$7K or Strike: CUNY Union adjunct professors speak out against low wages
Part-time professor: "It's time we show the board what it looks like without our labor."
City University of New York adjunct professors have been pushing for a living wage since 2017. Now that the school's Board of Trustees has ignored their demands, some members of the CUNY union representing adjuncts, faculty and professional staff, Professional Staff Congress (PSC), are pushing for a strike.
"A half-million students in New York City attend CUNY," said Barbara Bowen, president of PSC. "A huge number of the people working in the city today went to CUNY themselves or are hoping that their children or grandchildren attend CUNY. It is a travesty the public university that most working people rely on in the city is consistently underfunded."
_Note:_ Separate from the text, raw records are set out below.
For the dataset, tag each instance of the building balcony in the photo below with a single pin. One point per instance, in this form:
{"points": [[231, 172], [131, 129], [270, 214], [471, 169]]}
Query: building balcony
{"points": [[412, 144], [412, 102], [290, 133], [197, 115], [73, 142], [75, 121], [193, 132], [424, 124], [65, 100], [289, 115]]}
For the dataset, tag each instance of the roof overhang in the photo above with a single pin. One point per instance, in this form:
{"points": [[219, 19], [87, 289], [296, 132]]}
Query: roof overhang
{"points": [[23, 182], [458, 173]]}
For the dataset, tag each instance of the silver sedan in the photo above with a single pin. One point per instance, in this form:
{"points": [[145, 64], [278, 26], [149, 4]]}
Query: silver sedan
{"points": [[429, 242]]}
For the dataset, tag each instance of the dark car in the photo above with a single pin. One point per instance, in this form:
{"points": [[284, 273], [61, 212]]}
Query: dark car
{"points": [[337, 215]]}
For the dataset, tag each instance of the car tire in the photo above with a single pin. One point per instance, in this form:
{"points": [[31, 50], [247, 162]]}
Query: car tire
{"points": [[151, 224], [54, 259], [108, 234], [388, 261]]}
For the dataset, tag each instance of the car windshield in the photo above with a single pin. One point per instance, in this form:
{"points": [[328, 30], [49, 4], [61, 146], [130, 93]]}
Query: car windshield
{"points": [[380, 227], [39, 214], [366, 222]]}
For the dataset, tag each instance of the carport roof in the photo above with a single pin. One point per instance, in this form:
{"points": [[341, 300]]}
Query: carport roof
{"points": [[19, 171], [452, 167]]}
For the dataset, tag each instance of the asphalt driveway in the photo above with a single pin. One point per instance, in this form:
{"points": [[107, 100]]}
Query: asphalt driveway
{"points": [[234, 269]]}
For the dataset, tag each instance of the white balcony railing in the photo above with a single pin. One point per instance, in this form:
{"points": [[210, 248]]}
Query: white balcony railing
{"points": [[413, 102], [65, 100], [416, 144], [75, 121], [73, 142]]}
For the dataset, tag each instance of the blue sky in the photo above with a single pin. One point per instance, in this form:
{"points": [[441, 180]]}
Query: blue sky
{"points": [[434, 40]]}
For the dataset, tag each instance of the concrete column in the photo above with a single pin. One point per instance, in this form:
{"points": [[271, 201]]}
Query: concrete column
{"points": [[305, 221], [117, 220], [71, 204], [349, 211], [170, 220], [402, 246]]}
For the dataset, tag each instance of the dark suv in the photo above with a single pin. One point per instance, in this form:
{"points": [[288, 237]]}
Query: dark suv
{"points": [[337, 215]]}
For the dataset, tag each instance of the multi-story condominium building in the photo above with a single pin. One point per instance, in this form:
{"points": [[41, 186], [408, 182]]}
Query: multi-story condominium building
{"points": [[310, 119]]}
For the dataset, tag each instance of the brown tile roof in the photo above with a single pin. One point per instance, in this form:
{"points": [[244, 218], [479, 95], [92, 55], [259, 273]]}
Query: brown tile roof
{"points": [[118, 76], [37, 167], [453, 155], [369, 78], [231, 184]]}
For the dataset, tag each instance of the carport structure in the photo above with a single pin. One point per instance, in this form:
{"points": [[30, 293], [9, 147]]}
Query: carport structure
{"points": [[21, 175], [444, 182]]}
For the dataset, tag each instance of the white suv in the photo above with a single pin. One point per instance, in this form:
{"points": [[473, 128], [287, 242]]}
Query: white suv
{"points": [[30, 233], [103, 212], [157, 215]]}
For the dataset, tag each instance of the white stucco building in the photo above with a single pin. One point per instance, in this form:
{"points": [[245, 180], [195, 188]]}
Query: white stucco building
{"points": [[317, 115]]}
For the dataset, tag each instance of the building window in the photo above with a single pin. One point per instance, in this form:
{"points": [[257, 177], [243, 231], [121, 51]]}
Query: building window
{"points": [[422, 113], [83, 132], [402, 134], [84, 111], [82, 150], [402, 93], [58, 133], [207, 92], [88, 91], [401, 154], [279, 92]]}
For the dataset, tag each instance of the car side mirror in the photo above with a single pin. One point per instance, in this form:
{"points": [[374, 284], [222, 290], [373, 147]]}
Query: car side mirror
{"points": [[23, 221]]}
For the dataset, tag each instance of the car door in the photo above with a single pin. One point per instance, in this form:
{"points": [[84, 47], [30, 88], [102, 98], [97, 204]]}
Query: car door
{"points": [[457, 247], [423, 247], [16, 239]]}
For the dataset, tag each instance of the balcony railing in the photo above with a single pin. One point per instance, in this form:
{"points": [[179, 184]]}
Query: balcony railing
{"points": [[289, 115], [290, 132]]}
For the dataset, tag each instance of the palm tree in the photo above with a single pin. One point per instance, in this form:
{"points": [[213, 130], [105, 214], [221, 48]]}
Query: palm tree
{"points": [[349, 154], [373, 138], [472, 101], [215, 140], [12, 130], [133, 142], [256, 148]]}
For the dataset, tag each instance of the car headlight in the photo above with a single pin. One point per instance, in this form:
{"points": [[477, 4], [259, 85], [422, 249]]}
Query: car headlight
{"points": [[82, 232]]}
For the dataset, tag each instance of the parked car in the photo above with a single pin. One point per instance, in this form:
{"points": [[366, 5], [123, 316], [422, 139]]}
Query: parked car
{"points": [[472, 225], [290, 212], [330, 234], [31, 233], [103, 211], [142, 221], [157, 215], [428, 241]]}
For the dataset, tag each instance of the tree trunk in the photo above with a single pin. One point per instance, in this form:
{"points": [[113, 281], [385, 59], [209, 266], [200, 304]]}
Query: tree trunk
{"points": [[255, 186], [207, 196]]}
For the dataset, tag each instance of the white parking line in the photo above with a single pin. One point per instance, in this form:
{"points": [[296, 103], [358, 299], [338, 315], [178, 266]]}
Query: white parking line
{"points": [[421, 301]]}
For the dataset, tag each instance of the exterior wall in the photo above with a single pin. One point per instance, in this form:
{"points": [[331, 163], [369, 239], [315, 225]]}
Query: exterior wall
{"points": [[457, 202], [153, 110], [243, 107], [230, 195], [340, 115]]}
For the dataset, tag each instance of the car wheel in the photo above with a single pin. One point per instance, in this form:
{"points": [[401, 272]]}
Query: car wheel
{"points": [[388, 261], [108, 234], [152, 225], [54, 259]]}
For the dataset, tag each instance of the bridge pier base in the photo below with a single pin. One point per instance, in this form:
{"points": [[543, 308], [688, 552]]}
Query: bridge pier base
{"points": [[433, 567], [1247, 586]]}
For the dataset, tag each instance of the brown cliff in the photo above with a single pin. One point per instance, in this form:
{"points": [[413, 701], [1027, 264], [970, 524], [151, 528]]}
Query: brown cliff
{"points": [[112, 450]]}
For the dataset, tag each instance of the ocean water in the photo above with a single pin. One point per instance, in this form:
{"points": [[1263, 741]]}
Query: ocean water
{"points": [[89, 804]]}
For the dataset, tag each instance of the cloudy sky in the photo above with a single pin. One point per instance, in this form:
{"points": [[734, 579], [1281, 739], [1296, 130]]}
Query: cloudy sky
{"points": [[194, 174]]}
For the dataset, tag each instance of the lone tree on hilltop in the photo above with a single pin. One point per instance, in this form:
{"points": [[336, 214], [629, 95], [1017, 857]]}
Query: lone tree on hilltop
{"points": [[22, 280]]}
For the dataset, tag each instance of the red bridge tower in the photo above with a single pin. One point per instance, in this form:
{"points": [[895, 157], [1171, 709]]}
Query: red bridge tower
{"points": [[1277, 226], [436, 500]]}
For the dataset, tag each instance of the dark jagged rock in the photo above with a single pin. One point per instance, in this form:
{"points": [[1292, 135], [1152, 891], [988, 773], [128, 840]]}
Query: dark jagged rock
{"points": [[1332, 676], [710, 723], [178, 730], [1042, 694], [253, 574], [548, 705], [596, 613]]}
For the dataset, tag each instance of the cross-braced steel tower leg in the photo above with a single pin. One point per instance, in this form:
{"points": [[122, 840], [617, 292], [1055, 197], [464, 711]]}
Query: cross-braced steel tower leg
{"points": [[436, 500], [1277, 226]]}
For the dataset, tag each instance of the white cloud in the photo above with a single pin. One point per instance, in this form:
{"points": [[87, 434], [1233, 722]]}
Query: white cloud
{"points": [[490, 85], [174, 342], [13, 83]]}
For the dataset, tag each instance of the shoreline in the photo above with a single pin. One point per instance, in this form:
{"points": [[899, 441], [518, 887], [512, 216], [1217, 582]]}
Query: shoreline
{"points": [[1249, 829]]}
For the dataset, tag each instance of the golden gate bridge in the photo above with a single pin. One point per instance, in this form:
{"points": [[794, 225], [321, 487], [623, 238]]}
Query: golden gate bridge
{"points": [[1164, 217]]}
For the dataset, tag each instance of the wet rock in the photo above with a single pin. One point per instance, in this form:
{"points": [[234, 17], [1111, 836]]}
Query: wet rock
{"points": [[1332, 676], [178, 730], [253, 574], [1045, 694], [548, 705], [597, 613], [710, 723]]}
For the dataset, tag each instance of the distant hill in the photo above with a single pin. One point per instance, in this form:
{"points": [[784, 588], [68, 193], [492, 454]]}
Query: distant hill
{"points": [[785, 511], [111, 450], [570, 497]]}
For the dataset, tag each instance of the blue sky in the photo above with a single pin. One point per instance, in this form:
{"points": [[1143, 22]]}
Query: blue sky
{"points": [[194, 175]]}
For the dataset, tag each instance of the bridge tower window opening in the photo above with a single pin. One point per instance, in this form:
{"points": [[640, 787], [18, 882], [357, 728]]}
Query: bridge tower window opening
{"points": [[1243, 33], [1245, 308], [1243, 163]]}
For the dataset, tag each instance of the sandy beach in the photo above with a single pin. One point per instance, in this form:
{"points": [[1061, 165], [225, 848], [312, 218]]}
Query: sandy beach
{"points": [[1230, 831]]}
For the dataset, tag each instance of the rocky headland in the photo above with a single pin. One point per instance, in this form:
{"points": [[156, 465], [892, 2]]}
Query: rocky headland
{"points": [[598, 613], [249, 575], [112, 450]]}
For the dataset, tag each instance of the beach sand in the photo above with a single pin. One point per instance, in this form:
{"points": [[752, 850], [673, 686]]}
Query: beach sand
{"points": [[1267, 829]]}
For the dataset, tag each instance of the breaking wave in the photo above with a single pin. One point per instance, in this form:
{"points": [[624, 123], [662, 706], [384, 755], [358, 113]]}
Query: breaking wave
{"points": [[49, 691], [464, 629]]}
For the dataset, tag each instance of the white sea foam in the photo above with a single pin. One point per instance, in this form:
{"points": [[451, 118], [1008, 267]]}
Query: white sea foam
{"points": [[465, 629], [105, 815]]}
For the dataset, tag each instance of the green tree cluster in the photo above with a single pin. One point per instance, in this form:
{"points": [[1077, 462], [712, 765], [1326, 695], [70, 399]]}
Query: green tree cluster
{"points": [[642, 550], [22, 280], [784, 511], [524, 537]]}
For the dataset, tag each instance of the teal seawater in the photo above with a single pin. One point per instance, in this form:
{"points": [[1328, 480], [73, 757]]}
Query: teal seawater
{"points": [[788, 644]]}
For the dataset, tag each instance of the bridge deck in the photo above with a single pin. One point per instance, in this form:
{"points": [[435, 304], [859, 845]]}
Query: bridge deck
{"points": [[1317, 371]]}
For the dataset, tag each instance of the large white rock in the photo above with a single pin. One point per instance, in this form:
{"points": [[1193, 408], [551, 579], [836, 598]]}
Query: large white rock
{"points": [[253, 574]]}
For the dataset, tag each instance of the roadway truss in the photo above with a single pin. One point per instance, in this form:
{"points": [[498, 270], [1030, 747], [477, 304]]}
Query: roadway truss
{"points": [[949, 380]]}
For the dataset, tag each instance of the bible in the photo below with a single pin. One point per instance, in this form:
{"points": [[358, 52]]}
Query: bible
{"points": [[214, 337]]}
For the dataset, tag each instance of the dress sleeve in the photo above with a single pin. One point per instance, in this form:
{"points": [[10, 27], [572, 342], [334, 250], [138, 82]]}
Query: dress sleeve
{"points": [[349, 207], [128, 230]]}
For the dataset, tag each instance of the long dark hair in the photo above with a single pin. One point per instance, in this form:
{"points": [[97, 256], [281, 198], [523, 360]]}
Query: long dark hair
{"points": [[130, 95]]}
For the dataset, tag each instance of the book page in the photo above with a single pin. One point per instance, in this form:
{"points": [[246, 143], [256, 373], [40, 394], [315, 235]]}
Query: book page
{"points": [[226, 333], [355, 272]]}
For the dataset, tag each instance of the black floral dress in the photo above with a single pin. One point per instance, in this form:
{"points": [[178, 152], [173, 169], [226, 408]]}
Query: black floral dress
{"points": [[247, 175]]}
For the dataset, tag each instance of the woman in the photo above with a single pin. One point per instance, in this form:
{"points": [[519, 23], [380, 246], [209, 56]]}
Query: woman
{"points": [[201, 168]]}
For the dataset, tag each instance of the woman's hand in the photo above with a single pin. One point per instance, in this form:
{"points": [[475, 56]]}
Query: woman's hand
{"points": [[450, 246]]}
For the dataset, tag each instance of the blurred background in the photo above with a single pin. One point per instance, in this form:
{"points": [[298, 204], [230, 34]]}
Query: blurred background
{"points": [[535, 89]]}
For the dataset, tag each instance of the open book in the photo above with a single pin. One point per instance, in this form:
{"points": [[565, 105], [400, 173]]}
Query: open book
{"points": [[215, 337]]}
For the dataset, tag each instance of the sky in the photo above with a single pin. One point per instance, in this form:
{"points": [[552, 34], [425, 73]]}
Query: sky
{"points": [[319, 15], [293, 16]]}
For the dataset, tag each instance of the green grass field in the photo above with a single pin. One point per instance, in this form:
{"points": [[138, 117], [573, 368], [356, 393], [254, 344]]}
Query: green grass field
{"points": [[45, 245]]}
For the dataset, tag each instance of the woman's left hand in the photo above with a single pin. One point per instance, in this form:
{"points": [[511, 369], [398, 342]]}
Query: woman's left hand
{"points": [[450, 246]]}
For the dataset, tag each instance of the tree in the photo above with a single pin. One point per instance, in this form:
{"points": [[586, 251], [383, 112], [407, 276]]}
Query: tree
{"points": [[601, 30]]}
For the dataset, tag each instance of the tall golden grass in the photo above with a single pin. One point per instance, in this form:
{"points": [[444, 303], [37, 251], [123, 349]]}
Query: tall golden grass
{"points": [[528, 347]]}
At a public hearing for CUNY's proposed budget, angry and disappointed part-time workers spoke for three minutes each, lambasting the Board of Trustees for ignoring their needs. The board, 13 officials appointed by Gov. Andrew Cuomo and Mayor Bill de Blasio and 2 elected representatives, did not respond to any of the individual speakers.
"I have tried to get full-time work at CUNY," said an assistant professor who teaches a stress-management class mandatory for students in her program, and has a master's degree in dance from NYU. "I can't afford to keep working here. The stress of looking for other work has become too great."